Aggregation of USA300 methicillin-resistant Staphylococcus aureus in synovial fluid (SF) is predominantly protein dependent. A, Analysis for presence of polysaccharide intercellular adhesin (PIA) exopolysaccharide in USA300 biofilms using wheat germ agglutinin (WGA) staining. Propidium iodide (PI) staining shows the entire biofilm, and WGA staining shows PIA. In the merge images, PI- and WGA-stained areas appear yellow. Bottom, Biofilms of an ica mutant not expressing PIA do not stain with WGA. B, Macroscopic evaluation of the effect of enzymatic digestion on aggregates of USA300 formed in SF. Dispersin B is an enzyme specifically digesting PIA. C, Estimation of aggregate dispersion based on measurement of increased colony-forming unit (CFU) counts after enzymatic digestion (n = 7). ^†P < .01; error bars represent standard deviations; Abbreviation: NS, not significant.

Figure 5.

Factors affecting macroscopic aggregation of USA300 methicillin-resistant Staphylococcus aureus identified by screening of a transposon mutagenesis bank.
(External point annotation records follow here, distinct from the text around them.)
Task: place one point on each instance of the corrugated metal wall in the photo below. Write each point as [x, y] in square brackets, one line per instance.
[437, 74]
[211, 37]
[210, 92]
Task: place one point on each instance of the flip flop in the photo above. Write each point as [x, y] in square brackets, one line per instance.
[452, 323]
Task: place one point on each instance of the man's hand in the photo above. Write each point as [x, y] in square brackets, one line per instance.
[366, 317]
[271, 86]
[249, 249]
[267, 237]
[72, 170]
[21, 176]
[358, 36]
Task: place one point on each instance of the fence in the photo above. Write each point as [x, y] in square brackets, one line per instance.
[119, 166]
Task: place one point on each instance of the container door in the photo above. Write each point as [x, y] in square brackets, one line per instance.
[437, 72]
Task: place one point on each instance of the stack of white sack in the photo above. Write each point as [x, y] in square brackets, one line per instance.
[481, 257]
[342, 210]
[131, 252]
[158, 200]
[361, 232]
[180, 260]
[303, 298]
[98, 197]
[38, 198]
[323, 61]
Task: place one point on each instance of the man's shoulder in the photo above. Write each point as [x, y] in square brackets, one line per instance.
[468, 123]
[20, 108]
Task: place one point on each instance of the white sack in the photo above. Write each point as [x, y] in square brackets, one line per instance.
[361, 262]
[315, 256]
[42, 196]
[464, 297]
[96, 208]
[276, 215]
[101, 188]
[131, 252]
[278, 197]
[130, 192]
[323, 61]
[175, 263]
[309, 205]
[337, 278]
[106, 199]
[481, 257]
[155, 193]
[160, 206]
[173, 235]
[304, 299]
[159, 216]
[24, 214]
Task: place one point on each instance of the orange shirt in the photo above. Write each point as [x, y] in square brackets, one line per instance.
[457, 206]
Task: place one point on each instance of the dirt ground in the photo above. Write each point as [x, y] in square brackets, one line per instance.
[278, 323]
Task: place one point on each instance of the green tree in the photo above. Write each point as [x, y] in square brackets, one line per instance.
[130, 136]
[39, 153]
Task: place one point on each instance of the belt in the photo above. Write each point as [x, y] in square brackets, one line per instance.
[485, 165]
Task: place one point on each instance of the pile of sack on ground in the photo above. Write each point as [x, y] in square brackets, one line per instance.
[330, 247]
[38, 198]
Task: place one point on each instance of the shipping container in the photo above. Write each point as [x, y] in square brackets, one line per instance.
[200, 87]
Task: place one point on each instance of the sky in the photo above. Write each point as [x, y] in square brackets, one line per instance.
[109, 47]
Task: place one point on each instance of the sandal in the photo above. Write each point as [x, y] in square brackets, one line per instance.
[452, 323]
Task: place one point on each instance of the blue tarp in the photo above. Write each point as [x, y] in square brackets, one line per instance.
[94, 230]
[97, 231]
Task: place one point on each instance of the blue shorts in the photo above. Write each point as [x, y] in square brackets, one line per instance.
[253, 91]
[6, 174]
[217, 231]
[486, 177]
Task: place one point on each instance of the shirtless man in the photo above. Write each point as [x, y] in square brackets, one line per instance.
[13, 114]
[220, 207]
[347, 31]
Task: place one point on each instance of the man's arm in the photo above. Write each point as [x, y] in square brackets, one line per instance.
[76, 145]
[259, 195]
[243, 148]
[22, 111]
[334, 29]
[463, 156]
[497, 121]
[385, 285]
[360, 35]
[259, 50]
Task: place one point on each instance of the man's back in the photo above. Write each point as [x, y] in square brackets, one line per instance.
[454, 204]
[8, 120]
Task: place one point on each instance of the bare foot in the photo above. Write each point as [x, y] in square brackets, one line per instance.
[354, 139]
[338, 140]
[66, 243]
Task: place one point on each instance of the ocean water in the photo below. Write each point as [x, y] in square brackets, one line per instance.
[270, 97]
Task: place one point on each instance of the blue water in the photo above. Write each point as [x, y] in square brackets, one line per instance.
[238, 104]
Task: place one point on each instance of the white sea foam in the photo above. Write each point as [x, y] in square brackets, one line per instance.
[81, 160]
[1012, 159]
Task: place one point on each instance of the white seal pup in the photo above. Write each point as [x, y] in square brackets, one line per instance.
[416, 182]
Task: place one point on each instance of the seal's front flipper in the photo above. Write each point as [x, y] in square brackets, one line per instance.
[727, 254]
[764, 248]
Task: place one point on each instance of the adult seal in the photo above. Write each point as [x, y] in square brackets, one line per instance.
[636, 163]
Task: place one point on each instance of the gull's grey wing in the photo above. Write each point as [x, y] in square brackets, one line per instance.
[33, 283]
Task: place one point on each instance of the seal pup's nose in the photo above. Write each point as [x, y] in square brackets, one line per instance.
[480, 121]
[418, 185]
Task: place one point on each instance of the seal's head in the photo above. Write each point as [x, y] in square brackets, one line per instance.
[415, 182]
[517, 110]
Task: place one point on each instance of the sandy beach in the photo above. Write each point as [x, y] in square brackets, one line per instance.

The Nebraska USA300 transposon mutagenesis bank was screened for absence of aggregation after incubation in synovial fluid. Six clones showed no or strongly reduced aggregation (those with insertions in the fnbA, fnbB, clfA, clfB, rsbU, and trap genes). A, Macroscopic (left) and microscopic (right) evaluation of aggregation in USA300 wild-type and mutant strains. B, Analysis of remaining aggregates by cell counter.

Figure 6.

Plasmin treatment strongly increases susceptibility of Staphylococcus aureus aggregates in synovial fluid (SF) to antibiotics. A, Treatment of aggregates with plasmin before and after aggregate formation, macroscopic evaluation. Plasmin pretreatment was performed by incubating solutions before inoculation for 12 hours with 150 µg/mL plasmin; posttreatment was performed after 20-minute clump formation using the same concentration. B, Cellometry analysis. ^‡P < .001; error bars represent standard deviations. C, Antibiotic susceptibility was assessed by incubating the methicillin-resistant S. aureus strain USA300 for 6 hours in with cefazolin or vancomycin at 37°C, followed by brief proteinase K treatment and colony-forming unit (CFU) determination. CEF, cefazolin; TSB, tryptic soy broth. D, Alternatively, a luminescent S. aureus strain (Xen36) was used to monitor luminescence as readout under the same conditions. Plasmin pretreatment was performed by incubating solutions before inoculation for 12 hours with 150 µg/mL plasmin. C, D, Assays were performed in triplicate. *P < .05; ^†P < .01; ^‡P < .001; error bars represent standard deviations. Abbreviation: VAN, vancomycin.

Figure 7.

Model of Staphylococcus aureus biofilm formation in joint infection. S. aureus biofilms may form in a surface-attached form on the synovial membrane or on indwelling medical devices during prosthetic joint infection or exist as free-floating aggregates in synovial fluid (SF) within the joint cavity. Aggregate formation is dependent on host-derived fibrin, as indicated by preventing aggregate formation by plasmin treatment of SF, and bacterial fibrinogen- and fibronectin-binding proteins (ClfA, ClfB, FnbA, and FnbB). Plasmin treatment increases susceptibility of antibiotics and probably increases efficiency of host defenses by decreasing aggregate sizes for more efficient uptake by phagocytes. Abbreviations: eDNA, extracellular DNA; PIA, polysaccharide intercellular adhesin.